Shares of UPS are trading down $10 in the pre-market, or about 9%.  What’s surprising to be me is that this sharp decline comes after yesterday’s breakout to new all time highs:

UPS 1yr chart from Bloomberg
UPS 1yr chart from Bloomberg

From purely a technical standpoint I suspect $105 (highlighted above in red) should be fairly staunch resistance, and a fairly good chance that we see $100 in the coming days.  But to reiterate, a $100 billion market cap company like UPS shedding nearly 10% of its market value from all time highs should be slightly disconcerting for investors.  It seems that so far in this earnings season investors are shooting first and asking questions later, with dramatic declines for misses with beats mildly rewarded (NFLX was definitely an outlier).

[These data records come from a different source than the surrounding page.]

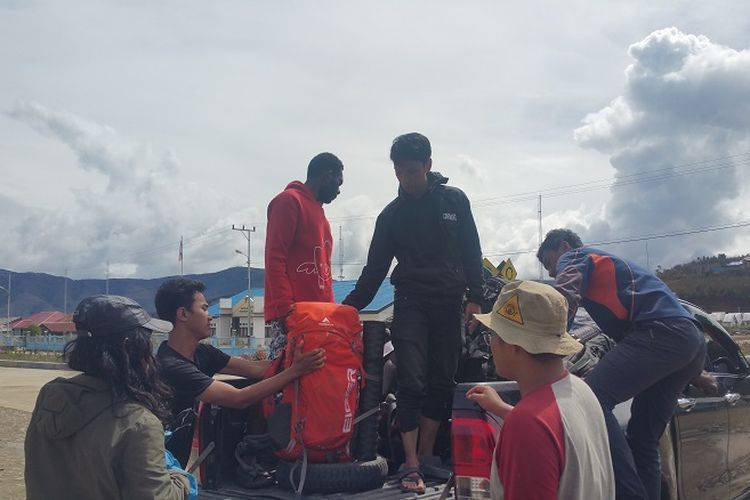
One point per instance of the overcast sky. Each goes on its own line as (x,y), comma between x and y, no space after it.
(126,125)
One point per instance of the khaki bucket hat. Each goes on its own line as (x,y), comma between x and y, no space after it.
(533,316)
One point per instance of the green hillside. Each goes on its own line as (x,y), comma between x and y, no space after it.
(717,283)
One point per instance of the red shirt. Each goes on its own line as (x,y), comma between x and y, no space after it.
(554,445)
(298,251)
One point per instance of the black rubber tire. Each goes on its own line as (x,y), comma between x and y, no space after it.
(335,478)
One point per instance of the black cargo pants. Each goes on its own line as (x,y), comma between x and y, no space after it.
(426,335)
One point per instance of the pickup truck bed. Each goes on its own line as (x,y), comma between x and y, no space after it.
(389,490)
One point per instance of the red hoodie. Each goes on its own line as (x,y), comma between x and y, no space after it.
(298,251)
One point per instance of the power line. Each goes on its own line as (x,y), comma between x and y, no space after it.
(643,237)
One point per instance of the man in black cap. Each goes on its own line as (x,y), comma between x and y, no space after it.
(430,230)
(104,423)
(188,365)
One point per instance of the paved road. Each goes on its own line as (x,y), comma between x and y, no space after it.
(20,386)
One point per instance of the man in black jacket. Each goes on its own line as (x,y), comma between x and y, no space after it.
(430,230)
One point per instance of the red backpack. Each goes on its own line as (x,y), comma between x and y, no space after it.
(313,418)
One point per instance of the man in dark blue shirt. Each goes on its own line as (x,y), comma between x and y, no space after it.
(660,348)
(187,365)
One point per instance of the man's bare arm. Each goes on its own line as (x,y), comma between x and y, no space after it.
(244,368)
(224,394)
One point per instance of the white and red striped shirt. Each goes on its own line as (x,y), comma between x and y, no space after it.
(553,445)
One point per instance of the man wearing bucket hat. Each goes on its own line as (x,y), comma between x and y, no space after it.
(99,434)
(553,443)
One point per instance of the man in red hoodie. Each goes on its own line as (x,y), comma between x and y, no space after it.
(299,245)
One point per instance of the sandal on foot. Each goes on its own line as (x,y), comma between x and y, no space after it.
(412,480)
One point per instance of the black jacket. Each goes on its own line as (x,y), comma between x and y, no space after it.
(435,242)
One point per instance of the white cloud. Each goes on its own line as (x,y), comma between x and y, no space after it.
(143,207)
(685,107)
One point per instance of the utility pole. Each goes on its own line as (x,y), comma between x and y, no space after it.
(7,324)
(341,255)
(65,292)
(541,275)
(181,257)
(246,233)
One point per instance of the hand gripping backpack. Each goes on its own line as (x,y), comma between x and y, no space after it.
(313,417)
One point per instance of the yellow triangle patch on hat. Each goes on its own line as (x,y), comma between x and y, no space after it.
(511,310)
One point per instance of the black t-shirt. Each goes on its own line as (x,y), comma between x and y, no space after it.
(188,379)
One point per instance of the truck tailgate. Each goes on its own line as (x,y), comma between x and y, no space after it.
(389,491)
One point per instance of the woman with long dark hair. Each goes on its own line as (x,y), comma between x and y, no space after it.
(99,434)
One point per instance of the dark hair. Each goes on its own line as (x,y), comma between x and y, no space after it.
(411,147)
(322,164)
(176,293)
(126,362)
(544,357)
(555,237)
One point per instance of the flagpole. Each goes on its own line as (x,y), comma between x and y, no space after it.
(181,257)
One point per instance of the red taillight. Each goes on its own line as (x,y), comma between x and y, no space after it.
(473,446)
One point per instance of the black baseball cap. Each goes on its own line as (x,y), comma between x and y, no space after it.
(110,314)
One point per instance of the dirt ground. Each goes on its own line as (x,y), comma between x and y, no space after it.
(18,390)
(12,433)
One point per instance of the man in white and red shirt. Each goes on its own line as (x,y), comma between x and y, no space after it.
(299,245)
(553,443)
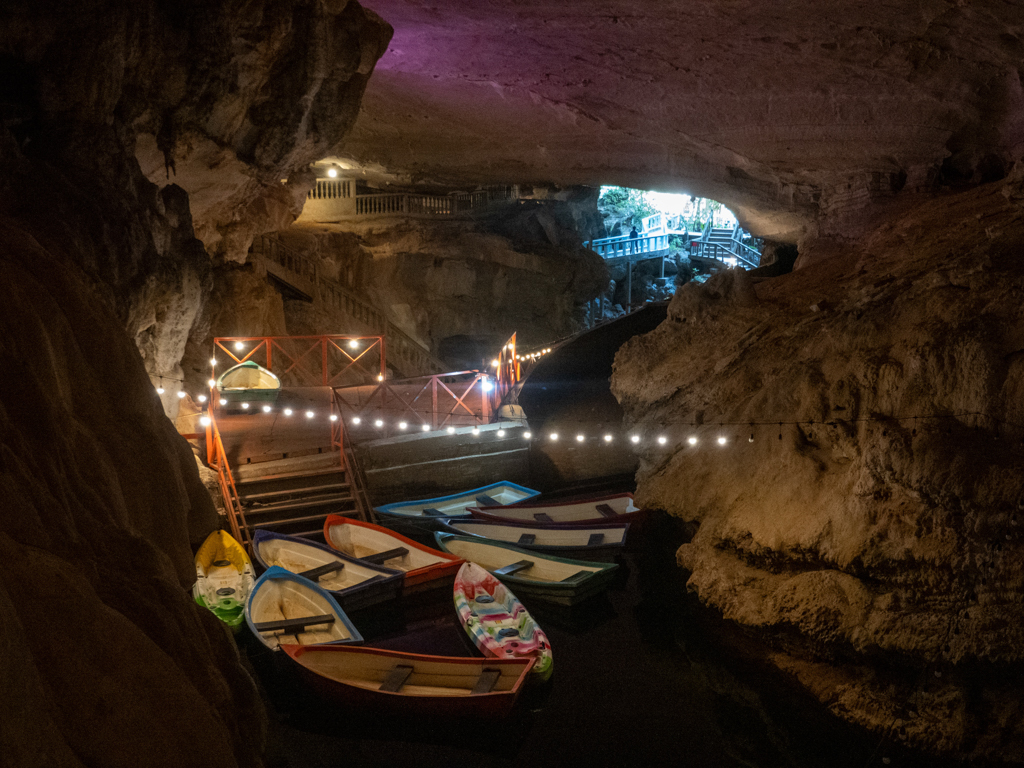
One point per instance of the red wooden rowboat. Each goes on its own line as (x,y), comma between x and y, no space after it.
(425,567)
(414,684)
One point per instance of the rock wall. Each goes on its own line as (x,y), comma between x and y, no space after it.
(865,516)
(108,660)
(112,662)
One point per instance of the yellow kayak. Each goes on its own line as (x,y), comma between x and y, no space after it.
(223,578)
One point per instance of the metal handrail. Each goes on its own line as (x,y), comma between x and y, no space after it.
(217,458)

If we were playing would you rather heading into UPS Q4, I think it is safe to assume that UPS trading at 20x expected 2015 eps growth on expected sales growth of 5% vs Fedex (FDX) trading at the same forward earnings multiple with same expected sales growth, but 23% earnings growth, I think it’s a fairly easy choice.

At this point though, UPS’s 2.35% dividend yield gonna get a healthy pop close to $100, and could be a decent spot to take a shot on the long side if the stock gets washed out over the next couple of trading days as expectations will come down below guidance I expect.  We will keep our eyes on this one.